Конечно, он не мог слышать ее слов. Малышка уже давно была не в состоянии пошевелить языком. Но он чувствовал беззвучные мольбы одиннадцатилетней девочки в слабом нажатии ее пальцев. Он отмахивался от мучительного вопроса, была ли это осознанная реакция или просто рефлекс, как и неконтролируемое подергивание ее правого века.
– Я так боюсь. Пожалуйста, помоги мне.
Все ее хрупкое тело буквально молило о помощи, и он с трудом сдерживал слезы. Стараясь отвлечься, он уставился на круглое родимое пятно, которое, как точка от восклицательного знака, парило над ее правой скулой.
– Я вытащу тебя отсюда, – прошептал он. – Верь мне.
Потом он поцеловал ее в лоб и молился, чтобы было еще не поздно.
– О’кей! – прошептала девочка, не шевеля губами.
– Ты такая смелая, моя дорогая. Слишком смелая для твоего возраста.
– Я знаю. – Ее пальцы выпустили его руку. – Но поторопись, – безмолвно простонала она.
– Конечно. Я обещаю. Я освобожу тебя.
– Я боюсь. Ты ведь скоро вернешься, папа?
– Да, я скоро вернусь, и тогда все будет хорошо, мое сокровище. Все будет, как прежде. Не волнуйся, моя сладкая, хорошо? Я совершил одну ошибку, но обязательно вытащу тебя отсюда, и тогда…
– …Или что вы имеете в виду? – громко спросила Грета, прервав его пугающий сон наяву.
Он лихорадочно заморгал, проглотил слюну, которая собралась у него в рту, и наконец открыл глаза. Они заслезились, как только свет от телевизора попал в его зрачки. Очевидно, Грета даже не заметила, что он ненадолго отключился.
– Простите?
В носу у него оставался запах горелой бумаги, словно этот первый обрывок воспоминания оставил за собой дымовой шлейф.

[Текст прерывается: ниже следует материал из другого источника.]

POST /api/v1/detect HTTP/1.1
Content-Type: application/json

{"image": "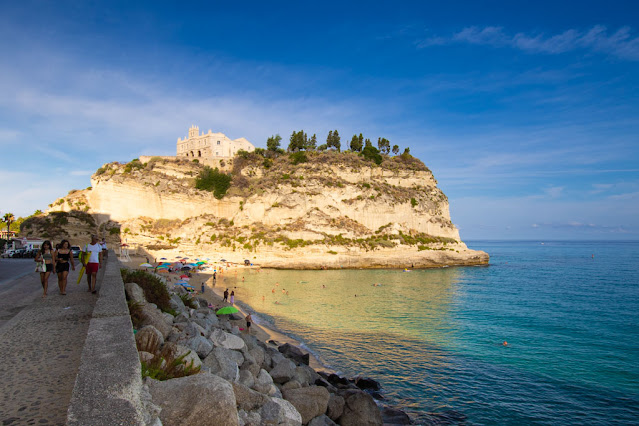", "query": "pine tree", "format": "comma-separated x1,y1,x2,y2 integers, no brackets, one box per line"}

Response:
266,134,282,152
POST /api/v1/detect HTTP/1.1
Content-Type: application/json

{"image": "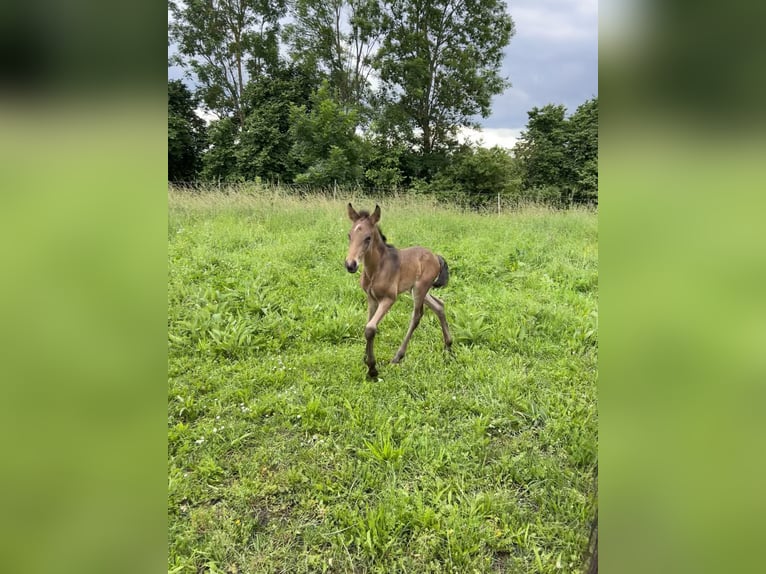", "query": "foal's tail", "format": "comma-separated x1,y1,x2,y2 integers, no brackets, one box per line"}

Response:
433,255,449,287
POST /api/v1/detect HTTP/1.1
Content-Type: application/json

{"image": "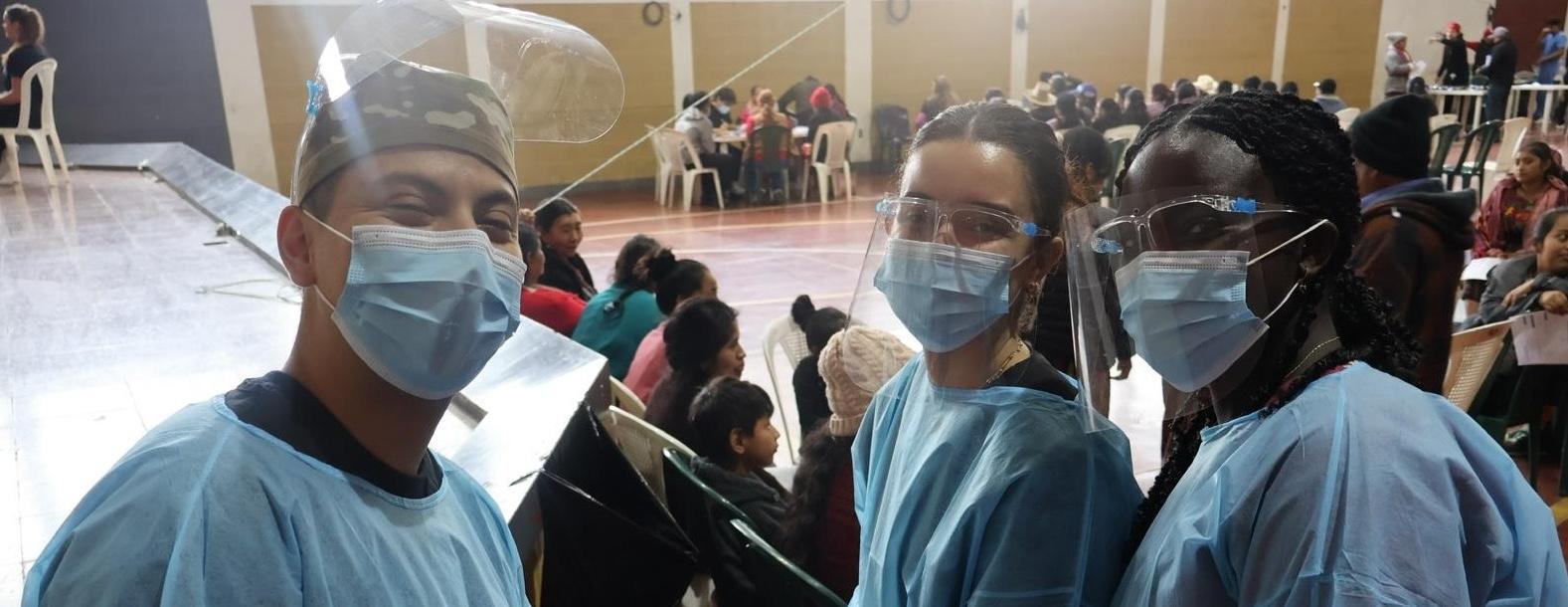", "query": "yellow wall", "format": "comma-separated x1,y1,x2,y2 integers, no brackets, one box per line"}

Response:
1166,0,1273,87
872,0,1013,119
1285,0,1383,108
1024,0,1153,96
251,6,354,194
696,2,847,103
504,2,674,192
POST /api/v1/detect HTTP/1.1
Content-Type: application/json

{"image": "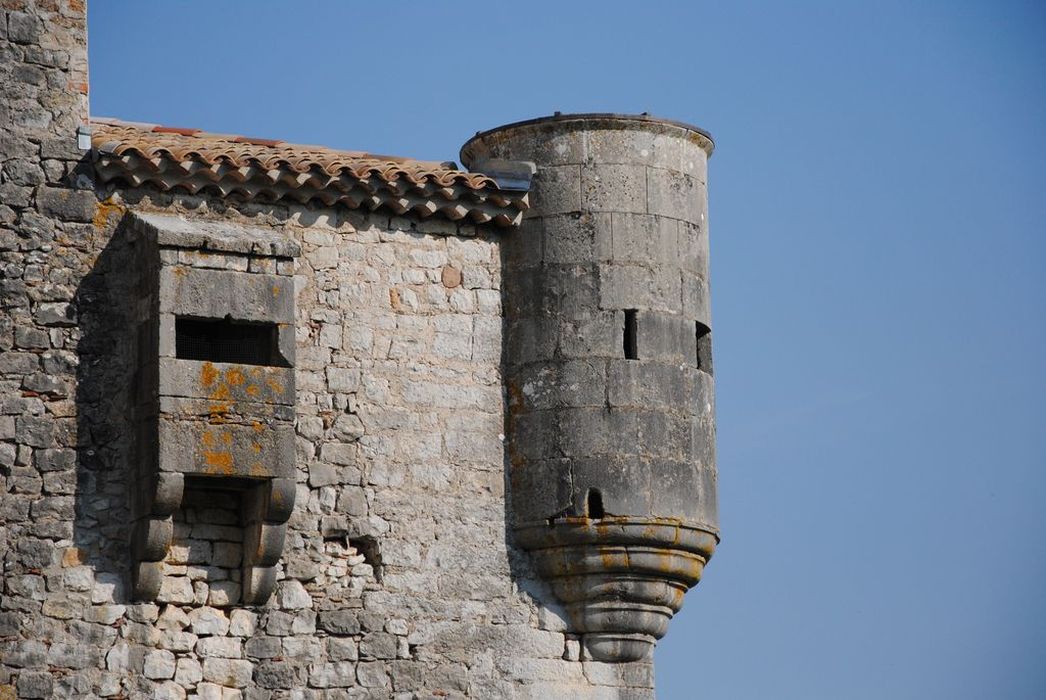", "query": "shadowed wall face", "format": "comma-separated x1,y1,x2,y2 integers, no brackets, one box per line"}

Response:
461,115,718,660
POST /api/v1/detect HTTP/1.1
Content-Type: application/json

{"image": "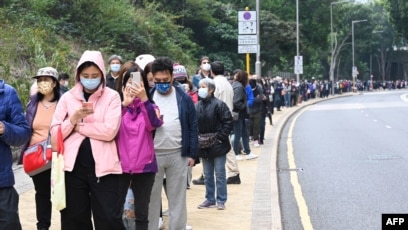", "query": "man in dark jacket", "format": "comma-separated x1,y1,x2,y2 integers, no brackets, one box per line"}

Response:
0,80,31,230
248,76,266,147
149,57,198,229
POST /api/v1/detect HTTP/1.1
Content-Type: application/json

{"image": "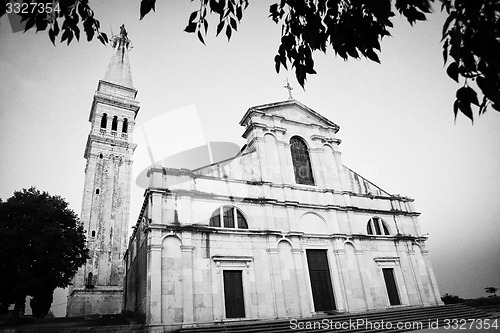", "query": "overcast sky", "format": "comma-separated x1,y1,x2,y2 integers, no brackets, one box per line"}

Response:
0,0,500,313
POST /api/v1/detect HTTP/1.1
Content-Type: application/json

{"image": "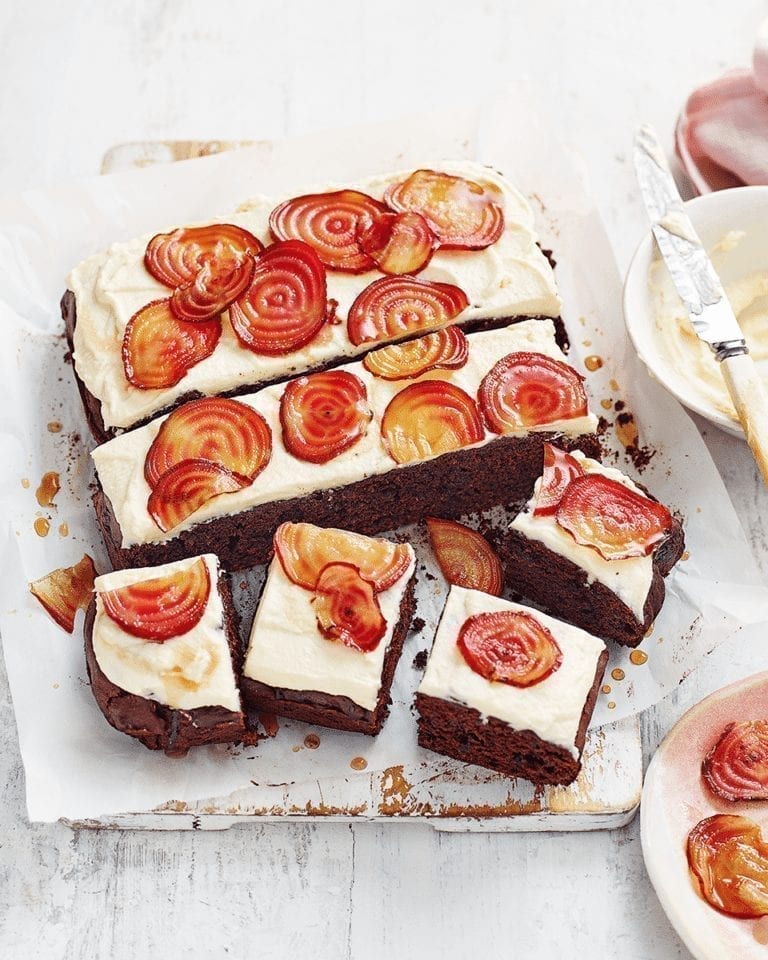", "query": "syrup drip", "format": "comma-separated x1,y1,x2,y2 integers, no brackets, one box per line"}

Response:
35,470,61,507
33,517,51,537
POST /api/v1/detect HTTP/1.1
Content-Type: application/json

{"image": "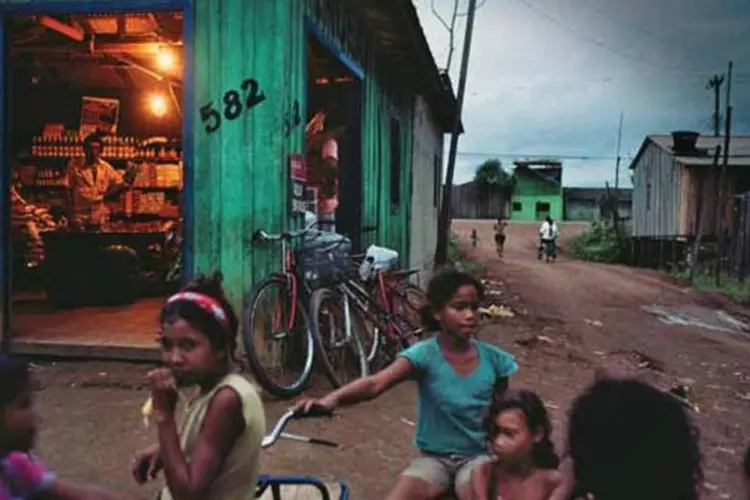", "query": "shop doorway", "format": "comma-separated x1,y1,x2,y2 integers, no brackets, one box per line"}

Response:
305,28,363,251
2,2,192,356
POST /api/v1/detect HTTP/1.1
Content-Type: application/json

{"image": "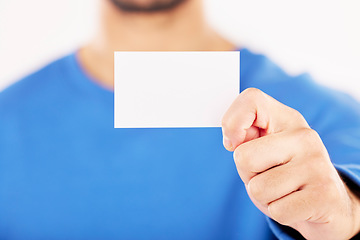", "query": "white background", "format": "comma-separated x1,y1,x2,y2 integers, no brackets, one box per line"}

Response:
0,0,360,99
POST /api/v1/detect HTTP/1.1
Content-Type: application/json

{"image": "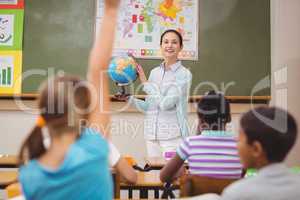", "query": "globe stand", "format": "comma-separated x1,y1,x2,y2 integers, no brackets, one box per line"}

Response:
115,83,130,101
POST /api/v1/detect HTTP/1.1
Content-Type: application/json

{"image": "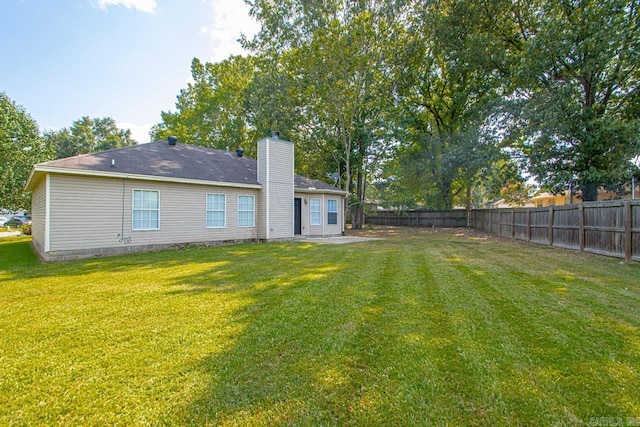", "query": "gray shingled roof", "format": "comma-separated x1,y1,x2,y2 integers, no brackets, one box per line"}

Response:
40,141,339,191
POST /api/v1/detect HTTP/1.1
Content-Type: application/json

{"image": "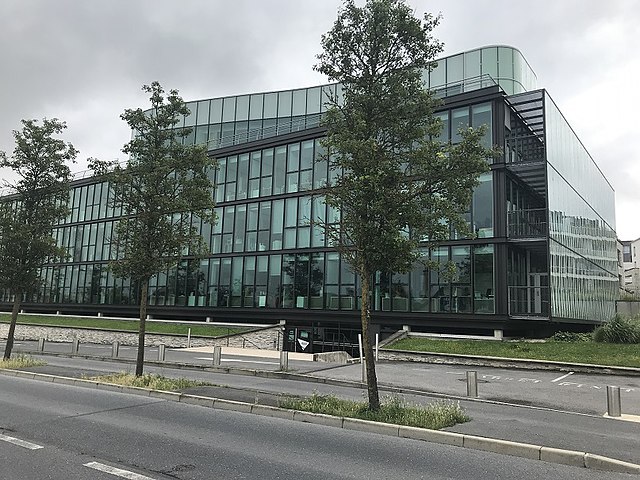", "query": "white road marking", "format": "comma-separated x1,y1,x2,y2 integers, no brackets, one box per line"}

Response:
196,357,280,365
0,433,44,450
84,462,153,480
551,372,573,383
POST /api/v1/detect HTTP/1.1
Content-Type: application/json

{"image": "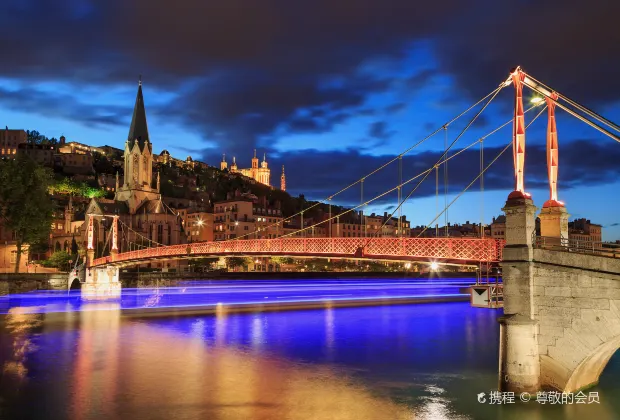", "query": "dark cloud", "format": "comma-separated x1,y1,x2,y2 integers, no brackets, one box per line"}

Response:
268,140,620,205
405,69,437,90
384,102,407,114
0,87,131,129
434,0,620,106
0,0,465,156
0,0,620,159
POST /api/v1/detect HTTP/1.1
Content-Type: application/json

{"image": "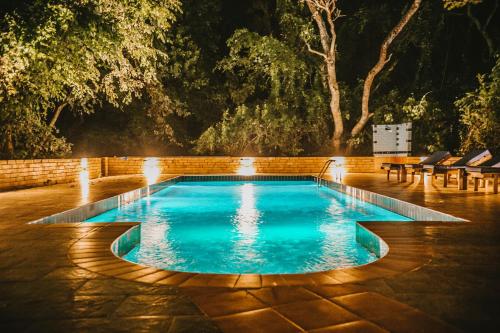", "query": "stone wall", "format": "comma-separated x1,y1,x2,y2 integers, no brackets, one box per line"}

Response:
0,158,101,190
107,157,420,176
0,156,428,190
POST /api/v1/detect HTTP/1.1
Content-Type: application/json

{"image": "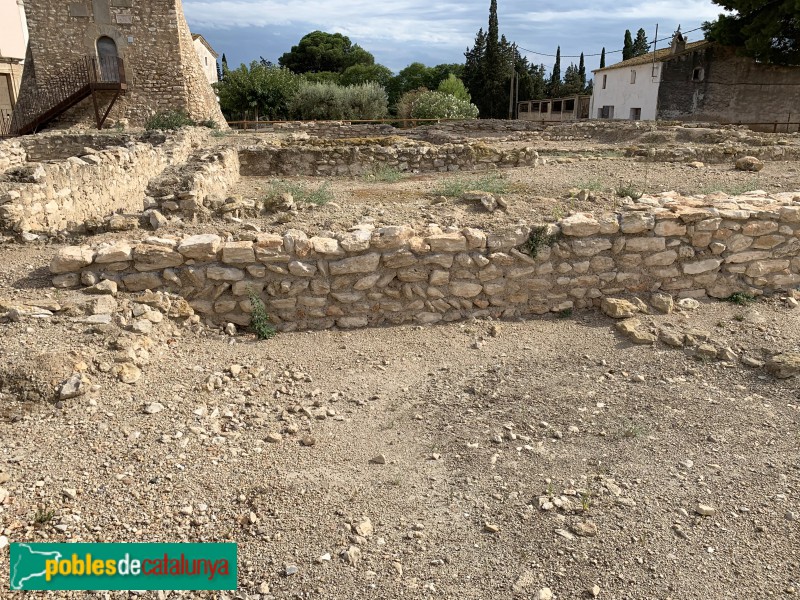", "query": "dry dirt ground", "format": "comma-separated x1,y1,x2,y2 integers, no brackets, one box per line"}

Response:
216,151,800,234
0,148,800,600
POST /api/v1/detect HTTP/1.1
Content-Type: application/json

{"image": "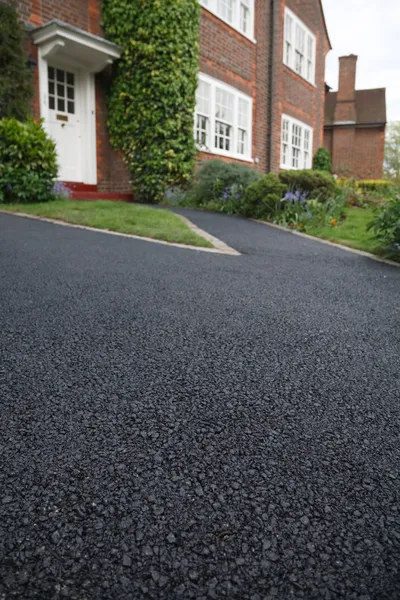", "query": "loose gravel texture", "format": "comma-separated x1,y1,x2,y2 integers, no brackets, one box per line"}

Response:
0,211,400,600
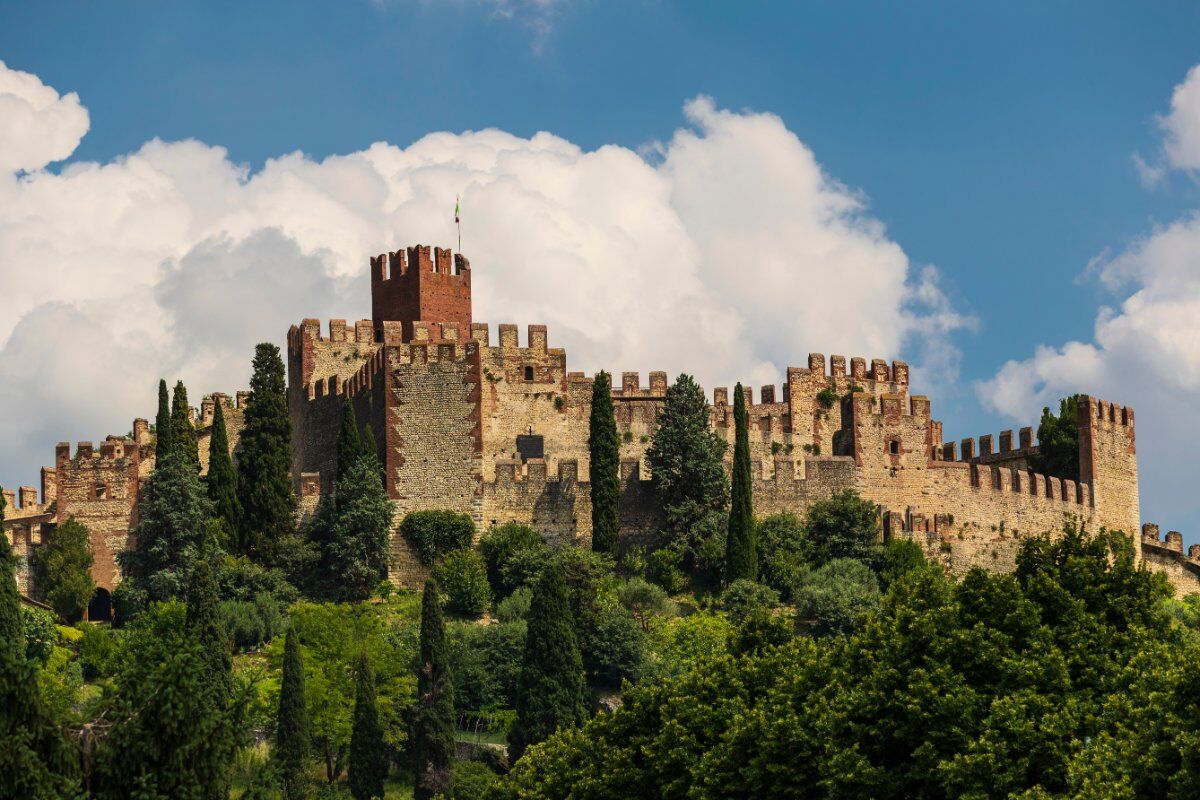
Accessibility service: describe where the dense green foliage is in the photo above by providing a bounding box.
[724,384,758,583]
[346,652,388,800]
[306,447,393,600]
[646,374,728,535]
[400,511,475,565]
[588,371,620,555]
[503,528,1200,800]
[205,402,241,535]
[95,604,232,800]
[30,517,96,622]
[1028,395,1079,481]
[509,564,587,762]
[116,443,219,608]
[413,581,454,800]
[170,380,200,473]
[154,380,175,463]
[238,343,296,564]
[433,548,492,616]
[0,506,78,800]
[275,630,312,800]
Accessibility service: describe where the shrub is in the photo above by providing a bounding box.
[721,578,779,625]
[479,522,550,597]
[450,762,504,800]
[496,587,533,622]
[400,511,475,566]
[433,549,492,616]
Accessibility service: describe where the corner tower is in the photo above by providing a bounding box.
[371,245,470,342]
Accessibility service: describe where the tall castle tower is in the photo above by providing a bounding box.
[371,245,470,342]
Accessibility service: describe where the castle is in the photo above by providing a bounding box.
[5,245,1200,618]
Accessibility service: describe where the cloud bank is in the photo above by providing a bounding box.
[976,66,1200,532]
[0,64,967,491]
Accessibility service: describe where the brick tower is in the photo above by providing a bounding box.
[371,245,470,342]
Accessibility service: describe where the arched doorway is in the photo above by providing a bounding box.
[88,588,113,622]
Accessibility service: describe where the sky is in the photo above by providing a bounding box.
[0,0,1200,542]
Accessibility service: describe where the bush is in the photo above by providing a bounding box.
[643,548,688,595]
[792,559,880,636]
[433,549,492,616]
[721,578,779,625]
[479,522,550,599]
[496,587,533,622]
[400,511,475,566]
[78,622,118,681]
[450,762,500,800]
[758,511,804,599]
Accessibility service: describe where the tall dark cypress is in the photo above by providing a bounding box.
[0,493,79,800]
[509,564,587,762]
[238,343,296,564]
[208,398,241,534]
[154,380,175,464]
[337,397,362,481]
[275,630,312,800]
[346,652,388,800]
[413,581,454,800]
[725,384,758,583]
[187,552,234,800]
[170,380,200,473]
[588,371,620,555]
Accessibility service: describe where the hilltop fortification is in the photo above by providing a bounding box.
[5,245,1200,614]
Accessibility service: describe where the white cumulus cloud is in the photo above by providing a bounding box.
[0,67,970,494]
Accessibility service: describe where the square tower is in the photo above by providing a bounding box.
[371,245,470,342]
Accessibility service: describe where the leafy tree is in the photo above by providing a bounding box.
[509,564,587,762]
[307,443,391,600]
[646,374,728,535]
[205,403,241,533]
[804,489,880,566]
[337,396,362,481]
[0,506,78,800]
[238,343,296,564]
[170,380,200,473]
[30,517,96,622]
[186,558,234,800]
[433,548,492,616]
[275,628,312,800]
[792,559,880,636]
[400,510,475,566]
[756,511,804,599]
[154,380,175,463]
[347,652,388,800]
[116,443,219,606]
[725,384,758,583]
[413,581,455,800]
[588,371,620,555]
[1028,395,1079,481]
[96,606,229,800]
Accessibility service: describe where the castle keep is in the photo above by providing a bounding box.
[5,246,1200,614]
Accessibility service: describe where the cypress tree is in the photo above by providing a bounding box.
[170,380,200,473]
[725,384,758,584]
[208,401,241,534]
[588,371,620,555]
[0,494,78,800]
[154,380,175,465]
[238,343,296,564]
[187,558,234,800]
[413,581,454,800]
[509,564,587,762]
[275,630,312,800]
[337,397,362,481]
[347,652,388,800]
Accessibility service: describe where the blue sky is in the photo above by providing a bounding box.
[0,0,1200,541]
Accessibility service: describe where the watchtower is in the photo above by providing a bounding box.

Что это было? Действительно воспоминание? Сон? Все еще шокированный картинками, которые пронеслись перед его внутренним взором, он невольно схватился за грудь. Там, где под футболкой проступали недавно зажившие рубцы от ожога, которые он обнаружил, когда в первый раз принимал душ в клинике, и происхождение которых было таким же необъяснимым, как и все его прошлое.
– Интересно, – возбужденно сказала Грета. – Что там может быть написано?
Она убавила звук, и запах в носу стал слабее.
– Где?
– Ну, в записках. Которые нашли у жертв Инквизитора. Что бы это могло означать?
– Без понятия, – рассеянно ответил он. Ему необходимо уйти из палаты Греты. Собраться с мыслями. Подумать, что все это значило, и поговорить со своим врачом.
«У меня есть дочь? Она ждет меня где-то там? Больная? И совсем одна?»
– Наверное, вам лучше выключить телевизор. А то вы не заснете от таких жутких новостей. – Стараясь не показывать своего состояния, он медленно направился к двери.